The loss of intimacy is something that comes up a lot with early-onset Alzheimer's. Many people who develop late-onset Alzheimer's have already been widowed. But couples in their 40s or 50s are often in the middle of their married lives. Spouses face the possibility of spending many years of their lives without an active partner. Losing the romantic component and changing to a caregiver status complicates the relationship.
Are there financial issues as well?
People with early-onset Alzheimer's often have to quit work, and this loss of income is a serious concern. Finances get even tighter if their spouses also quit their jobs to become full-time caregivers. Some medical benefits and many social-support programs won't provide assistance unless the person with Alzheimer's is over age 65. Younger people may need special waivers to get into such programs.
How important is it to obtain an accurate diagnosis?

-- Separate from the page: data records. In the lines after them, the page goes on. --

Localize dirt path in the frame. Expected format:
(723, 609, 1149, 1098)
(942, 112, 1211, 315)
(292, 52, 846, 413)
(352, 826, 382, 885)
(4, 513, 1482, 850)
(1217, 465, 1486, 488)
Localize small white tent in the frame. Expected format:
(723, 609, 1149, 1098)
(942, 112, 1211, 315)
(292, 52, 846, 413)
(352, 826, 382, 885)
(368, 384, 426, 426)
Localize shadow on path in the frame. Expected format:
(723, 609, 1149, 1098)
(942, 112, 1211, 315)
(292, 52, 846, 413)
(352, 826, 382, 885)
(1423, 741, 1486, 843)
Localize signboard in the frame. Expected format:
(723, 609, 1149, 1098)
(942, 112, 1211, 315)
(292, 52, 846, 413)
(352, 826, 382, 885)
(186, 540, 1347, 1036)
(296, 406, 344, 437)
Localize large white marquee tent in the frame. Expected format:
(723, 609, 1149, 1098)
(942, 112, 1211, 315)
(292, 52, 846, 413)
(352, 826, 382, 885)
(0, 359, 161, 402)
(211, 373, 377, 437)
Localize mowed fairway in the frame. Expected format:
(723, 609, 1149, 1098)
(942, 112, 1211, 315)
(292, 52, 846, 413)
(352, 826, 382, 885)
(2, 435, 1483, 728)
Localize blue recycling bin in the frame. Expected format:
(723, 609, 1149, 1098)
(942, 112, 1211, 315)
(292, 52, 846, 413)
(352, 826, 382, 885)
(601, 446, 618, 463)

Accurate diagnosis is critical so that you can explain your condition to your employer and perhaps arrange a lighter workload or more convenient schedule. For family reasons it is even more crucial. The diagnosis is fundamental in helping the family react with appropriate understanding and compassion. In addition, a complete evaluation will rule out reversible forms of dementia that might improve with treatment.
What advice do you have for those with early-onset Alzheimer's and their families?
The key treatments in Alzheimer's are education and support. This is especially true given the unique social challenges of early-onset Alzheimer's. Getting connected to services such as support groups can help you identify resources, gain a deeper understanding and learn ways to adapt to the situation.